Abgeordneter Gerhard Kurzmann (F) hielt fest, dass alle Versuche,
eine Verfassung zu oktroyieren, scheiterten. Man müsse sich daher
fragen, ob es nur an der Kommunikation liege oder vielmehr daran,
dass die Inhalte nicht den Interessen der Bürger entsprechen. Der
Ratifizierungsprozess müsse daher gestoppt werden, um den Bürgern zu
zeigen, dass man ihre Bedenken ernst nehme. In diese Richtung
argumentierte auch Abgeordneter Peter Fichtenbauer (F), der meinte,
es komme darauf an, ein akzeptables Vertragswerk zu erarbeiten, dass
sodann einer generellen Volksabstimmung zu unterziehen sei. Neben
diesem Europaschwerpunkt wurden noch einige weitere Themen in der
Debatte angesprochen, so die Lage im Tschad und jene im Nahen Osten,
jene auf dem Balkan sowie jene in Afghanistan und in Zimbabwe.

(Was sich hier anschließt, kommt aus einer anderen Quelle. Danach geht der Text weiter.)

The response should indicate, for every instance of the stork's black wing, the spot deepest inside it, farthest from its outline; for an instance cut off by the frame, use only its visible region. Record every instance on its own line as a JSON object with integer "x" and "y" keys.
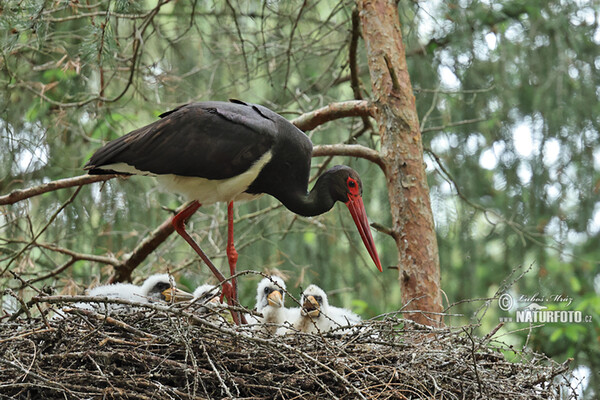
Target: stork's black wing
{"x": 213, "y": 140}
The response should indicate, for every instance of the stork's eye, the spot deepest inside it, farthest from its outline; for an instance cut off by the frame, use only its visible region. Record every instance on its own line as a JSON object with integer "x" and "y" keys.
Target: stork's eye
{"x": 352, "y": 186}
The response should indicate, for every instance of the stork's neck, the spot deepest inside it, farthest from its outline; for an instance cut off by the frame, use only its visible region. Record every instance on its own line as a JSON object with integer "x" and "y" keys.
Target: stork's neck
{"x": 317, "y": 202}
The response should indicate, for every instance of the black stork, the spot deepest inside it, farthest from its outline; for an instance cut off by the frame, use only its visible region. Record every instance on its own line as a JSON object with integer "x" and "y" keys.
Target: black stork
{"x": 219, "y": 151}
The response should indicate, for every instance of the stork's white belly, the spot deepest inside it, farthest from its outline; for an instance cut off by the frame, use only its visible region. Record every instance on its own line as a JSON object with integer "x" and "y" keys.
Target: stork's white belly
{"x": 206, "y": 191}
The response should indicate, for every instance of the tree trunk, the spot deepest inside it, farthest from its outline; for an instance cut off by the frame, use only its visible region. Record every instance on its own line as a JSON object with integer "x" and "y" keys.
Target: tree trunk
{"x": 402, "y": 154}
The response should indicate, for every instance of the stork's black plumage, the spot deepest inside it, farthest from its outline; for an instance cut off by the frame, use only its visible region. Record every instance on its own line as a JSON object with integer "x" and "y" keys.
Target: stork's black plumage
{"x": 219, "y": 151}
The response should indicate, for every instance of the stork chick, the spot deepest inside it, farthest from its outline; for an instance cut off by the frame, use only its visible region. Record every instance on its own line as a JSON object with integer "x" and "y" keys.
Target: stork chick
{"x": 270, "y": 297}
{"x": 316, "y": 315}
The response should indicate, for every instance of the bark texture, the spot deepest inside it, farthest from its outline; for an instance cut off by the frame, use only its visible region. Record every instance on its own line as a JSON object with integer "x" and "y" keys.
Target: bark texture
{"x": 402, "y": 154}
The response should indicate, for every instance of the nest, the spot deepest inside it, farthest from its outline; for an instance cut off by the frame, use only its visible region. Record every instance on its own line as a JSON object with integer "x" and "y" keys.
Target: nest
{"x": 160, "y": 352}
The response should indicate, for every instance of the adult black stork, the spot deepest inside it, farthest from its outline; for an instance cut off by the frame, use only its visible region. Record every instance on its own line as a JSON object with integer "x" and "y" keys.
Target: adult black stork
{"x": 218, "y": 151}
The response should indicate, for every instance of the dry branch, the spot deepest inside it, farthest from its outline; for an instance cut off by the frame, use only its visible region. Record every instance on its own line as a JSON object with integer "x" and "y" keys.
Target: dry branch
{"x": 166, "y": 352}
{"x": 349, "y": 150}
{"x": 23, "y": 194}
{"x": 353, "y": 108}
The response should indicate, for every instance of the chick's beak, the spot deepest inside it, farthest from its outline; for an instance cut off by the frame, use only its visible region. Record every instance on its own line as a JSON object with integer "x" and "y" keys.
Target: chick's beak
{"x": 174, "y": 295}
{"x": 311, "y": 307}
{"x": 275, "y": 299}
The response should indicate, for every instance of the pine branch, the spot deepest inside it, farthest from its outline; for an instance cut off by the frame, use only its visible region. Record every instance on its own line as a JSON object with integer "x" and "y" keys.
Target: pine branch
{"x": 23, "y": 194}
{"x": 351, "y": 150}
{"x": 333, "y": 111}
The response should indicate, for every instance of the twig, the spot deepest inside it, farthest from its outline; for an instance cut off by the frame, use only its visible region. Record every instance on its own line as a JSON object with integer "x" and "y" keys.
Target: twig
{"x": 349, "y": 150}
{"x": 22, "y": 194}
{"x": 333, "y": 111}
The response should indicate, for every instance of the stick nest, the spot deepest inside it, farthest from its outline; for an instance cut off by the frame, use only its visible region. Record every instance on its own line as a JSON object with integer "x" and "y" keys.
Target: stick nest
{"x": 160, "y": 352}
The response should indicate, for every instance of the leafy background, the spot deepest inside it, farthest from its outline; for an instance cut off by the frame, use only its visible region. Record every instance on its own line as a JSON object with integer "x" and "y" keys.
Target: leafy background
{"x": 507, "y": 94}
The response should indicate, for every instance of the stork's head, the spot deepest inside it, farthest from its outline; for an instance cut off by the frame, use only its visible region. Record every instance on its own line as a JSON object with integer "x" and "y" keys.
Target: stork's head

Staatssekretär Hans Winkler hielt eingangs seines Statements fest,
der Volkswille sei zu respektieren, wenngleich die Ergebnisse der
irischen Volksabstimmung einen schweren Rückschlag für die EU
bedeuteten. Dies sei umso bitterer, als vieles von jenem Unbehagen,
das im Vorfeld der Abstimmung artikuliert worden sei, durch eben
diesen Vertrag von Lissabon seine Grundlage verloren hätte. Der
Vertrag, würde die EU effizienter, demokratischer und bürgernäher
machen, zeigte sich Winkler überzeugt.

Es brauche jetzt einen Nachdenkprozess, um die Lage in Ruhe zu
analysieren. Schnellschüsse seien keineswegs dienlich, denn es gebe
keine Patentrezepte für die gegenwärtige Lage. Es gelte also,
gemeinsam mit Irland einen Ausweg zu finden, doch sei es nicht
möglich, den Vertrag kurzfristig zu ändern. Dieser sei immerhin das
Ergebnis eines langjährigen Diskussionsprozesses, der mit dem Konvent
begonnen habe und schließlich von allen 27 Regierungen unterschrieben
wurde. Der Staatssekretär plädierte für bessere
Kommunikationsstrategien, um den Dialog mit den Bürgern transparenter
führen zu können.

Schließlich ging Winkler noch auf die anderen aufgeworfenen Fragen
ein und berichtete dem Ausschuss über die Entwicklungen im Nahen
Osten und in den anderen Regionen, an denen sich die Mitglieder des
Ausschusses interessiert gezeigt hatten. Während er hinsichtlich der
Sanktionen gegen Kuba erklärte, diese Frage könne nur im
gesamteuropäischen Rahmen geklärt wären, meinte er bezüglich der
Raketenpläne der USA, dieses Thema müssten primär die betroffenen
NATO-Staaten behandeln.

(Schluss aktuelle Aussprache/Forts. Ausschuss)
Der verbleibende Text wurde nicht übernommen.